I use Endure. It costs about $27 a bottle around here (I know, it's only $15 in Dover, but I needed some ASAP) but it works wonderfully.


----------



## nldiaz66 (Jul 27, 2008)

I had been using Bronco, but I always noticed flies still everywhere on him.I had some endure and used it, and wow what a difference, no flies, it must last longer to, so far it's been two days and still nothing. I don't know if I'll go back to Bronco.


----------



## danastark (Jul 17, 2008)

Just started using UltraShield spray and it seems to be working in Southern Cal, at least.


----------



## XxXequinegrlXxX (May 24, 2008)

we use bronco gold .. works wonders  

its not the bronco in the white bottle .. that kind doesnt work but the kind in the goldish bottle does work


----------



## BrwnEyedGrl (Jul 4, 2008)

Depending on my mood & money status is what I use. I feed the ACV in the AM & PM feedings. (About a shot) I also mix orginal (Avon) Skin-so-soft with Bronco. Some times when the flies get to their worse I'll do the above mixture & add some ACV in the fly spray bottle as well. So out of one bottle of Bronco I can make up to 3 bottle's of mixed fly spray. 

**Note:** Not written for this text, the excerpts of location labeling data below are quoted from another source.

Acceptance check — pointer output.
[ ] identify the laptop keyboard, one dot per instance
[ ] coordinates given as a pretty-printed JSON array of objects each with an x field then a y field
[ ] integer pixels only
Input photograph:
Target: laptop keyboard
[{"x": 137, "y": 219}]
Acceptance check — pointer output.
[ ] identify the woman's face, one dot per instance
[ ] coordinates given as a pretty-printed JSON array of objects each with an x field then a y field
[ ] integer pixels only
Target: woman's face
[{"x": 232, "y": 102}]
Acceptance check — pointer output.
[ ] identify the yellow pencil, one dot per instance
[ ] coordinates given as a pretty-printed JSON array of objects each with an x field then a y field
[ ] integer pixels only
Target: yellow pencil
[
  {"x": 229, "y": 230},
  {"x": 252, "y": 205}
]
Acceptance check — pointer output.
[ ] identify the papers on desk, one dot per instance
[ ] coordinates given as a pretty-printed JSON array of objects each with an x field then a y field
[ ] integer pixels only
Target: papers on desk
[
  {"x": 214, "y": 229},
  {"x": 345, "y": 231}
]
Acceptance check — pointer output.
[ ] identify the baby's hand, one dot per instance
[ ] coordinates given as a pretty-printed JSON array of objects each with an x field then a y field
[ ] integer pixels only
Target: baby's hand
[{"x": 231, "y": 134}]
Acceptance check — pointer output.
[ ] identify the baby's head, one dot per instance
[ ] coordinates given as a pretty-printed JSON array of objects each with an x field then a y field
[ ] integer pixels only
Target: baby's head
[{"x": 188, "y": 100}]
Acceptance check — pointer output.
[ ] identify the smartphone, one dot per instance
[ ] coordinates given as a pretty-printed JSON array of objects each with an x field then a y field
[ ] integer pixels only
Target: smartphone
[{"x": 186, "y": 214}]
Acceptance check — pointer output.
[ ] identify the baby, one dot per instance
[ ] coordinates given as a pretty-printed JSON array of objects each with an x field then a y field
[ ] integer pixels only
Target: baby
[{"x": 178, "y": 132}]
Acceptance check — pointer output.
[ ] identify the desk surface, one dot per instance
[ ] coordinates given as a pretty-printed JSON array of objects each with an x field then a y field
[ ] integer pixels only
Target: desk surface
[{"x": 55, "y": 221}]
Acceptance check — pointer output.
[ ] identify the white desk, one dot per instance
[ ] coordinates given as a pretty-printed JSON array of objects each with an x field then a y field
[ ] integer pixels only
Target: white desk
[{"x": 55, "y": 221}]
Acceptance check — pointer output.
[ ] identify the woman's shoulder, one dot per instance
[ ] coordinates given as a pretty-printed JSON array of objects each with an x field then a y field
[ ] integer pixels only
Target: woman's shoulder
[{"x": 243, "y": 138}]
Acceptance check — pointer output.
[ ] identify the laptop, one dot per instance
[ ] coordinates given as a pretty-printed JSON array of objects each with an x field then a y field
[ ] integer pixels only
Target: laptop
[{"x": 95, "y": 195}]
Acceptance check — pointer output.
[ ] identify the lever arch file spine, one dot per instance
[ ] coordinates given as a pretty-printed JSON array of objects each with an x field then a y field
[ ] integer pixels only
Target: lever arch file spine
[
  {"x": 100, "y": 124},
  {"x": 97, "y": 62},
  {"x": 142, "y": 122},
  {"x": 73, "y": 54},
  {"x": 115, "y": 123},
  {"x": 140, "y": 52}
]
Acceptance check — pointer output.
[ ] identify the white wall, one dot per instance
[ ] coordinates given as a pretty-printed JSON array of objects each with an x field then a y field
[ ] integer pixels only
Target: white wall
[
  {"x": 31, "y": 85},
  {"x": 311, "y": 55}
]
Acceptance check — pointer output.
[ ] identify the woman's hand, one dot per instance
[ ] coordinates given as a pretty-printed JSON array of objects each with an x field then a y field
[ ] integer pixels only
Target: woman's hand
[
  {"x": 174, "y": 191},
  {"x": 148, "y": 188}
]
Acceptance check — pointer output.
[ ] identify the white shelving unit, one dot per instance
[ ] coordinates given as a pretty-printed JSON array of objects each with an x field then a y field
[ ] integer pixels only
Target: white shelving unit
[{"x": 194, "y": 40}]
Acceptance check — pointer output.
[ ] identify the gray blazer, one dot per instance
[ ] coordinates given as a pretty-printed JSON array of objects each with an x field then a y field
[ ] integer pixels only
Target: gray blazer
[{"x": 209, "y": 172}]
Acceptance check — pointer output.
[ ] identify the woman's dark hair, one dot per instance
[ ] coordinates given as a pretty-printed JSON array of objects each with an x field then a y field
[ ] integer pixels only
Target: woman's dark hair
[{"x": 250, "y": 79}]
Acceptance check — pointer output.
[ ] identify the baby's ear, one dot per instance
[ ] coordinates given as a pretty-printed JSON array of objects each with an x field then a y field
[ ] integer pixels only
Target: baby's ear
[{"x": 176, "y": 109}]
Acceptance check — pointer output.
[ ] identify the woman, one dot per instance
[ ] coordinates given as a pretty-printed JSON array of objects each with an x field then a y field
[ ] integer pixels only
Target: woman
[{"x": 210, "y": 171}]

For those who were yelling about the Mosiquito ~ Avons SSS really works wonders for those! That was the number 1 reason why I started using the skin so soft. The only problem with that is it attrachs the dust to the horses. BUT I'd rather have a dusty horse then a bit UP horse!


----------



## lovemyponies (Jul 26, 2008)

I rotate, endure, absorbine ultra shield and skin so soft home made concoction, but in florida nothing really works in the dog days of summer


----------



## nldiaz66 (Jul 27, 2008)

Yeah, I agree with you, lovemyponies, here in fla. sure is hard to find something that really works, endure is the best I've found but its alot of $$$, 


lovemyponies, If you don't mind me asking where in Fla. you at, I'm in Brooksville, Hernando county.


----------



## gotxhorses (Jul 6, 2008)

About the garlic, how would that work? I'm considering using the ACV and garlic, but I don't know how you use the garlic/where you get it.


----------